CFTR ↔ cystic fibrosis: 91.3% confidence
F8 ↔ hemophilia A: 90.8% confidence
MYH7 ↔ hypertrophic cardiomyopathy: 89.8% confidence

Data Source Analysis

Evidence diversity across different sources:

UniProt variants: Highest average confidence (75.8%)
Reactome pathways: Strong pathway evidence (73.6%)
Genomics England: Clinical evidence (71.7%)

Lessons Learned

Break the problem down into small pieces. Don't try to do everything at once. Especially don't let the AI try to do everything at once!

Conclusion

Building a natural language interface for genomic data demonstrates the power of combining modern cloud infrastructure with AI capabilities. Our solution provides:

Accessibility: Researchers can query complex genomic data without SQL expertise.
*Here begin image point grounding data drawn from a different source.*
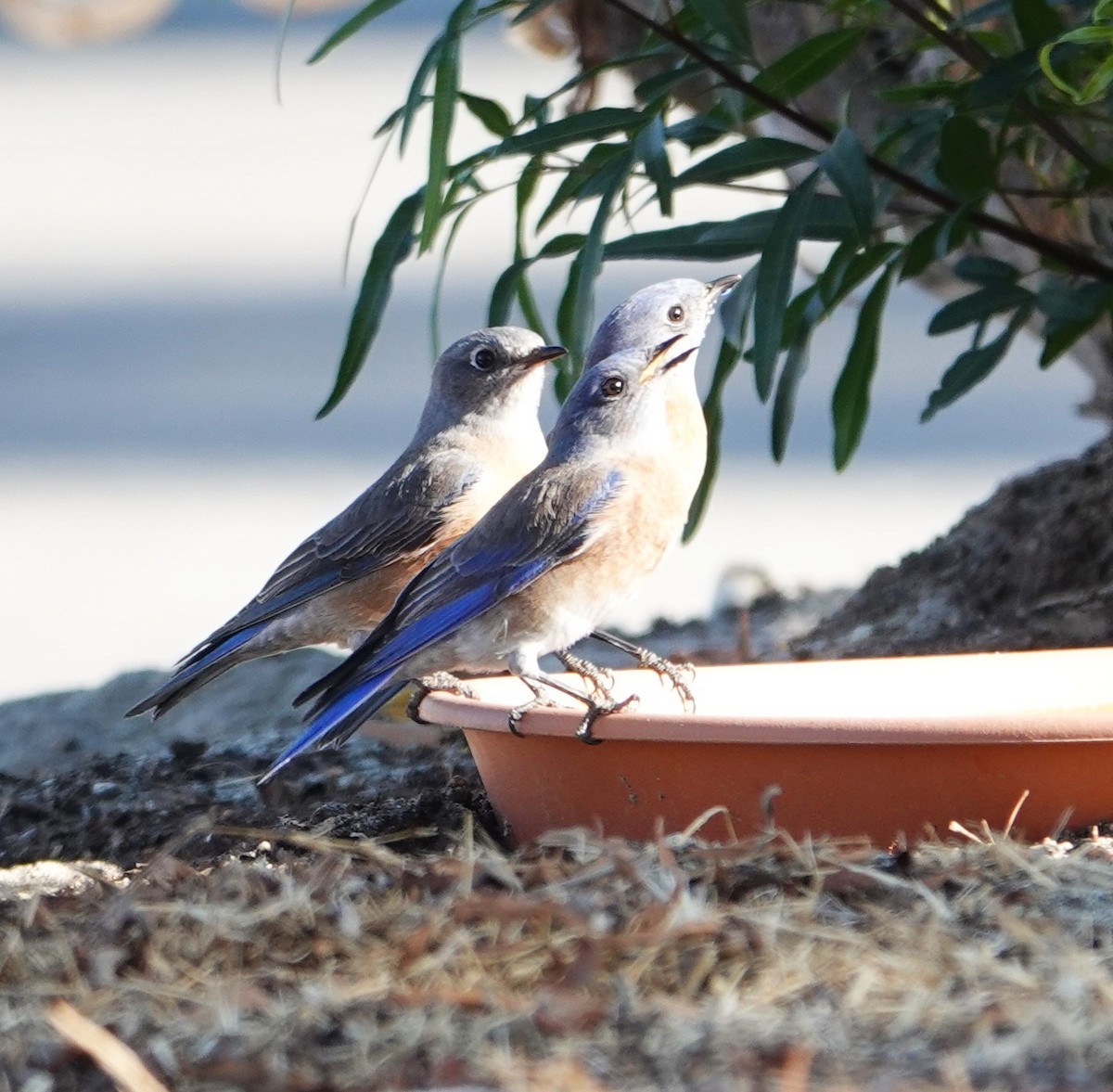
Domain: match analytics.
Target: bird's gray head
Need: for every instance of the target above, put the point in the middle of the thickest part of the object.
(490, 373)
(657, 313)
(624, 395)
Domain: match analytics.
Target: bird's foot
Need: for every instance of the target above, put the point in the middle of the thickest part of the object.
(424, 686)
(599, 679)
(678, 675)
(596, 709)
(539, 700)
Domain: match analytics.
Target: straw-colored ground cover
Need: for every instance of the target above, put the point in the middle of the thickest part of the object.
(311, 962)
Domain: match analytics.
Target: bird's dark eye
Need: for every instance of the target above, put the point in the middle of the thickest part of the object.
(483, 360)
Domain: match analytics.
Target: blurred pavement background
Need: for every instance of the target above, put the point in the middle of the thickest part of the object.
(173, 304)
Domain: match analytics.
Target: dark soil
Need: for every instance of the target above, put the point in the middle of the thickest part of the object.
(1030, 568)
(123, 811)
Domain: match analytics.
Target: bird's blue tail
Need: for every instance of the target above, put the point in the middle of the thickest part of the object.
(198, 668)
(339, 718)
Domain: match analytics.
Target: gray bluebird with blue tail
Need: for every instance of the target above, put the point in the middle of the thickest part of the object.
(478, 434)
(554, 557)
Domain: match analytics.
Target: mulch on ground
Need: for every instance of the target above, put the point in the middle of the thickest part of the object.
(295, 958)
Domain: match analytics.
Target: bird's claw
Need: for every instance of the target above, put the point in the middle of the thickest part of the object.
(599, 679)
(677, 674)
(596, 709)
(440, 680)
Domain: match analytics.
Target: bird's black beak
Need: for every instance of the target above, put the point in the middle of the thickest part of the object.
(543, 355)
(717, 289)
(679, 358)
(654, 366)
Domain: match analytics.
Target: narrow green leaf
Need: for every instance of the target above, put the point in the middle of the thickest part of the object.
(649, 147)
(360, 20)
(710, 240)
(727, 18)
(979, 268)
(444, 106)
(502, 294)
(846, 166)
(735, 311)
(1036, 21)
(582, 179)
(851, 402)
(389, 251)
(712, 414)
(577, 305)
(796, 364)
(774, 282)
(1002, 82)
(1071, 312)
(804, 66)
(577, 128)
(979, 306)
(973, 366)
(660, 84)
(841, 277)
(697, 133)
(434, 311)
(529, 10)
(966, 163)
(491, 115)
(928, 91)
(984, 13)
(745, 160)
(933, 243)
(388, 126)
(416, 96)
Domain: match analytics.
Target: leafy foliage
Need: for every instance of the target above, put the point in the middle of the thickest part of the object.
(1005, 98)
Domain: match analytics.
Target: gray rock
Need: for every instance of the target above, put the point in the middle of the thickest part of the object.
(249, 707)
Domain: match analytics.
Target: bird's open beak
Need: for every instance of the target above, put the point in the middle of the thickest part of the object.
(543, 355)
(655, 366)
(717, 289)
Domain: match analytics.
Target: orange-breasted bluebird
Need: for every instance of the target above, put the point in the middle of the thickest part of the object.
(478, 434)
(548, 562)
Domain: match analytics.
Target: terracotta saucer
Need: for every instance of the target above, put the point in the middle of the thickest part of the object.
(845, 747)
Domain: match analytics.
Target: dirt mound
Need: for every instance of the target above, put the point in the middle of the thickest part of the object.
(1030, 568)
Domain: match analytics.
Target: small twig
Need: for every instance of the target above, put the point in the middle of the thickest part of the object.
(117, 1060)
(1050, 249)
(1016, 812)
(979, 59)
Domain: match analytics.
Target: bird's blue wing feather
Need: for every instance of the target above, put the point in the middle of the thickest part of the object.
(452, 590)
(466, 581)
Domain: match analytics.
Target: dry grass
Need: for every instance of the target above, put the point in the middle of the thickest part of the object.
(578, 963)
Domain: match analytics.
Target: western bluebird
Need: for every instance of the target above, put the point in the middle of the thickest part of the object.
(651, 315)
(478, 434)
(549, 560)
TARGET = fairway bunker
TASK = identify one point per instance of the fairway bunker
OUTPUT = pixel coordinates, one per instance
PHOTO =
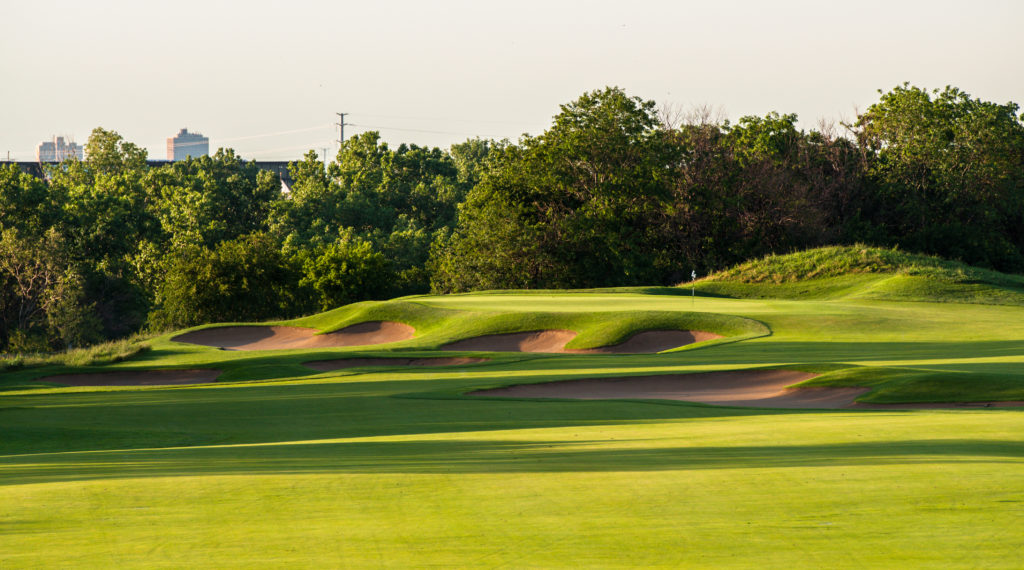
(281, 338)
(733, 388)
(650, 342)
(341, 363)
(647, 342)
(135, 378)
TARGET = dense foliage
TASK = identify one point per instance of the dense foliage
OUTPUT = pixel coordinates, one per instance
(611, 193)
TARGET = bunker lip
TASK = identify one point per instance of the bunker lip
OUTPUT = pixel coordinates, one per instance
(731, 388)
(941, 405)
(534, 341)
(341, 363)
(281, 338)
(646, 342)
(135, 378)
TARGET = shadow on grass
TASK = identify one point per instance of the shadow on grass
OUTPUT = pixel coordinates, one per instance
(462, 456)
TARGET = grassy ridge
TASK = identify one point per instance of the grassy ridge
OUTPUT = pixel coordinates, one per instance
(281, 466)
(862, 272)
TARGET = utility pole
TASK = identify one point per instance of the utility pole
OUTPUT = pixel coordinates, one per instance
(341, 126)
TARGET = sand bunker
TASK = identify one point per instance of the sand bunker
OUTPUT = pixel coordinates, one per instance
(735, 388)
(650, 342)
(135, 378)
(337, 364)
(647, 342)
(536, 341)
(941, 405)
(279, 338)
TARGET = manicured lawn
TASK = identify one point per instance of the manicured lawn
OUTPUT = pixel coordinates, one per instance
(285, 467)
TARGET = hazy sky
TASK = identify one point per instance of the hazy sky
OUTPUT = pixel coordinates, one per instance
(266, 77)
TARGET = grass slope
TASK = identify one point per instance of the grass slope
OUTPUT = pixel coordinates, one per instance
(862, 272)
(280, 466)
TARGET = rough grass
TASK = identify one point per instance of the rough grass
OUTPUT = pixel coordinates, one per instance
(280, 466)
(859, 271)
(103, 353)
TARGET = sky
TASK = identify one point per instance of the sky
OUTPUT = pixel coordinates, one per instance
(267, 78)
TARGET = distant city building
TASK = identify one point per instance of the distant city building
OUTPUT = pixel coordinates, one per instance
(187, 144)
(57, 150)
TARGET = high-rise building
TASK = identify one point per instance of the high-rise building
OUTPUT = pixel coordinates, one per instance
(186, 144)
(57, 150)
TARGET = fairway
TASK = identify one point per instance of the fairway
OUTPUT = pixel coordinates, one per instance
(390, 464)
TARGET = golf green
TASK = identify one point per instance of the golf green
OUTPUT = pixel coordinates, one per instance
(279, 465)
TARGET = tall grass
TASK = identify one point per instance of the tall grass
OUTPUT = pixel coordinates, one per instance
(859, 259)
(103, 353)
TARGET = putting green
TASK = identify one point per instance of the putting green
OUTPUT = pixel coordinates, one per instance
(279, 465)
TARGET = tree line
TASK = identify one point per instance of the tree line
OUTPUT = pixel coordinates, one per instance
(614, 192)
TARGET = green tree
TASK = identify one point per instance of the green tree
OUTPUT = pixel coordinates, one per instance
(241, 279)
(209, 200)
(42, 301)
(946, 173)
(346, 271)
(568, 208)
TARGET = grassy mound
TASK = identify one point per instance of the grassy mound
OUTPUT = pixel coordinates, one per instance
(863, 272)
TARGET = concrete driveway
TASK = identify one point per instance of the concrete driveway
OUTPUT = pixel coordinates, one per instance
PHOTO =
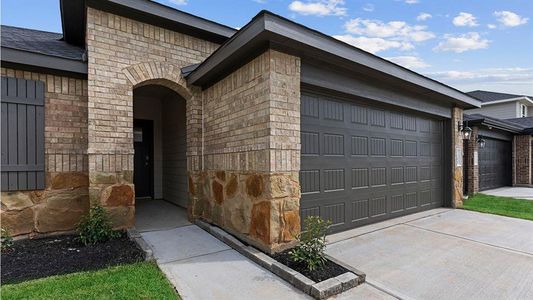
(513, 192)
(443, 254)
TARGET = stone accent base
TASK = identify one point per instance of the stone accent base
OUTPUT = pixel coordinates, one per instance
(457, 149)
(116, 193)
(261, 208)
(522, 160)
(56, 209)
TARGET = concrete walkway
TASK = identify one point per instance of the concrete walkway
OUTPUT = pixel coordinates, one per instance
(199, 265)
(513, 192)
(202, 267)
(443, 254)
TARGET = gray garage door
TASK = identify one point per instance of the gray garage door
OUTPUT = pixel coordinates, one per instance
(495, 164)
(363, 164)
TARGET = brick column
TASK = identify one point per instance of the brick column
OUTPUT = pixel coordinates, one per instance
(457, 157)
(249, 184)
(522, 156)
(471, 164)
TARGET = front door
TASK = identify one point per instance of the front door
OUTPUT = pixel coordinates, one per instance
(143, 145)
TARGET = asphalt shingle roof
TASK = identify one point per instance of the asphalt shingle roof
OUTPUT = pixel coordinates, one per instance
(486, 96)
(36, 41)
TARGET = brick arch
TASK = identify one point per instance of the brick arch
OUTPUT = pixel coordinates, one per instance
(158, 73)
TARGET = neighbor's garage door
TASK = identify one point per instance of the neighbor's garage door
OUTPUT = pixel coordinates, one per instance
(362, 164)
(495, 164)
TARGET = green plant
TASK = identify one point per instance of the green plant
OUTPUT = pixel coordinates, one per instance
(6, 240)
(95, 227)
(312, 243)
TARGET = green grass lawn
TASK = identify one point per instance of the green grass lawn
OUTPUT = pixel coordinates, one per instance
(136, 281)
(510, 207)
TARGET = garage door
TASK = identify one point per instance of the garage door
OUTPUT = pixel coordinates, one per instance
(495, 164)
(362, 164)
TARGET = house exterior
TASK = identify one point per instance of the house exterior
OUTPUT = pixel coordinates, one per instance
(498, 154)
(502, 105)
(249, 129)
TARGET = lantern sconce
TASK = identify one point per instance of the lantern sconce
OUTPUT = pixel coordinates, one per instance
(466, 131)
(481, 143)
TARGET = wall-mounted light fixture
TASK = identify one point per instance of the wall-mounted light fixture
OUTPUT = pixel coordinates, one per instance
(481, 143)
(466, 131)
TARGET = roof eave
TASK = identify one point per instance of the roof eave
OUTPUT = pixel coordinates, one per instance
(39, 60)
(267, 28)
(163, 16)
(496, 124)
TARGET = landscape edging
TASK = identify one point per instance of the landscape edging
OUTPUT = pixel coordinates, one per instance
(318, 290)
(135, 236)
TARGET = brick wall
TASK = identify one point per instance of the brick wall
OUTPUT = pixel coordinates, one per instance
(522, 160)
(123, 54)
(457, 155)
(250, 183)
(65, 198)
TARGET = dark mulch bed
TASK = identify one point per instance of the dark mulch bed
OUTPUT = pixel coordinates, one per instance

No code required!
Cost Efficiency: Serverless architecture scales with usage
Reliability: Comprehensive testing ensures data integrity
Extensibility: MCP protocol enables broad integration possibilities

The project showcases how thoughtful architecture decisions, thorough testing, and modern AI capabilities can democratize access to complex scientific datasets. By removing technical barriers, we enable researchers to focus on discovery rather than data wrangling.

Key Takeaways:

Test Early and Thoroughly: Schema validation prevented major production issues
Embrace Serverless: Pay-per-use models align perfectly with research workloads
Standardize Interfaces: MCP protocol provides future-proof integration capabilities
Document Everything: Comprehensive testing and documentation enable team collaboration

The complete codebase, including infrastructure definitions and test suites, demonstrates an approach to building AI-powered data interfaces for scientific research.